Forecasters estimate that throughout Saturday afternoon and Sunday morning Hilary will weaken as it approaches land. The forecast indicates that at noon on Sunday Hilary will arrive as a tropical storm in Baja California, near the port of Ensenada, to continue its path towards Rosarito and Tijuana. The phenomenon will continue its advance on land to the north until it crosses the border between Mexico and the United States. Hilary will continue to cause heavy rains in the south of the State of California, where the first tropical storm watch in history has already been issued for that region.
The population in the Baja California peninsula has begun to prepare the shelters and to collect food and water for the next few hours.

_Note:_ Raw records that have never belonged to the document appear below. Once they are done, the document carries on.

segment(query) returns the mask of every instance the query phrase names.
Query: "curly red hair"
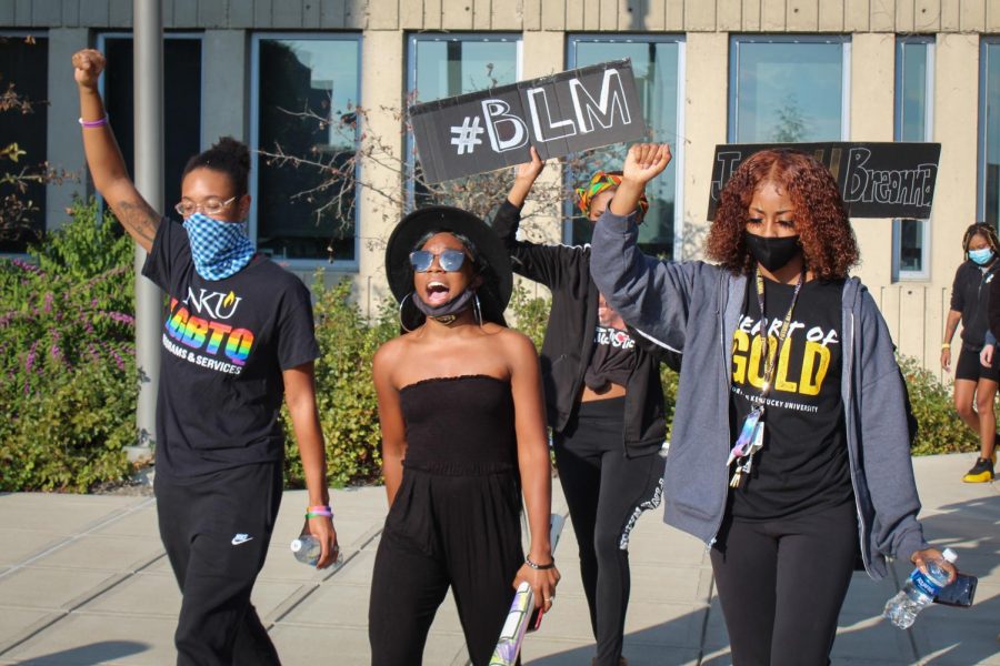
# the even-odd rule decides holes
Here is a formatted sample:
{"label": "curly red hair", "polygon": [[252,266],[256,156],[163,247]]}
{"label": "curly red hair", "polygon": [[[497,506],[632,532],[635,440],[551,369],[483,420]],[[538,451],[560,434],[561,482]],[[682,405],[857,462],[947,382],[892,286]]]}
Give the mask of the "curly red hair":
{"label": "curly red hair", "polygon": [[750,273],[754,262],[743,232],[753,194],[764,183],[782,190],[794,206],[806,268],[820,280],[847,278],[860,255],[837,181],[819,160],[789,149],[762,150],[740,164],[722,189],[706,255],[733,273]]}

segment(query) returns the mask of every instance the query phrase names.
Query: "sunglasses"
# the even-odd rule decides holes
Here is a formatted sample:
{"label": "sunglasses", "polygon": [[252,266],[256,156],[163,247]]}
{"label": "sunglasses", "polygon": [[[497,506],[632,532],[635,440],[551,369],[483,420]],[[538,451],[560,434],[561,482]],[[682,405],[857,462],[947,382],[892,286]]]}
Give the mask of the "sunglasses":
{"label": "sunglasses", "polygon": [[466,263],[466,253],[461,250],[444,250],[441,254],[434,254],[430,250],[414,250],[410,252],[410,264],[418,273],[426,273],[434,263],[434,256],[438,258],[441,270],[449,273],[458,271]]}

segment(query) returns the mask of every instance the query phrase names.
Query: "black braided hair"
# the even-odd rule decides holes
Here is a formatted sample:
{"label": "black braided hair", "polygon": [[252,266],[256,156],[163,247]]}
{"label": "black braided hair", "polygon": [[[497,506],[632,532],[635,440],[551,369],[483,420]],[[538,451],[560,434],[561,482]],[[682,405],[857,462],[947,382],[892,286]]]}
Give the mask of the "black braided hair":
{"label": "black braided hair", "polygon": [[1000,238],[997,236],[997,230],[993,229],[992,224],[977,222],[970,224],[966,230],[966,234],[962,236],[962,252],[966,253],[966,259],[969,259],[969,243],[972,242],[972,236],[977,235],[981,235],[986,239],[987,243],[990,245],[990,250],[993,251],[994,256],[1000,256]]}
{"label": "black braided hair", "polygon": [[222,137],[210,149],[188,160],[181,180],[201,168],[228,175],[236,188],[237,196],[249,192],[250,149],[242,141],[237,141],[232,137]]}

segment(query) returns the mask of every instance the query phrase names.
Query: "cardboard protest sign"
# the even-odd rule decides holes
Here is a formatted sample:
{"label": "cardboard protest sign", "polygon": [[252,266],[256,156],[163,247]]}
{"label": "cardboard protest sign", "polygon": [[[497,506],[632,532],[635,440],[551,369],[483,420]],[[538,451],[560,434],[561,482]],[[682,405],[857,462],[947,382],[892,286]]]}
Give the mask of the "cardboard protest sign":
{"label": "cardboard protest sign", "polygon": [[428,182],[634,141],[646,122],[629,60],[616,60],[410,108]]}
{"label": "cardboard protest sign", "polygon": [[719,194],[743,160],[769,148],[792,148],[814,155],[830,169],[851,218],[930,216],[938,178],[940,143],[828,142],[717,145],[708,219],[714,220]]}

The National Civil Protection Coordination of Mexico has opened shelters in various parts of the region, both in Baja California and Baja California Sur. “Evacuations have begun in areas susceptible to flooding, in addition to the fact that the road sections where there are fords have been closed,” the agency explained in a statement.
The hurricane season in the Pacific begins in the month of May each year—June 1, in the case of the Atlantic—and ends at the end of November. This year, it started with Cyclone Adrián and Tropical Storm Bret: the first approached Mexico through the Pacific area, and the second through the Atlantic. They were followed by other phenomena such as Hurricane Beatriz, which threatened the west Mexican coasts with 120-kilometer-per-hour winds and ended up dissipating off the coast of Jalisco.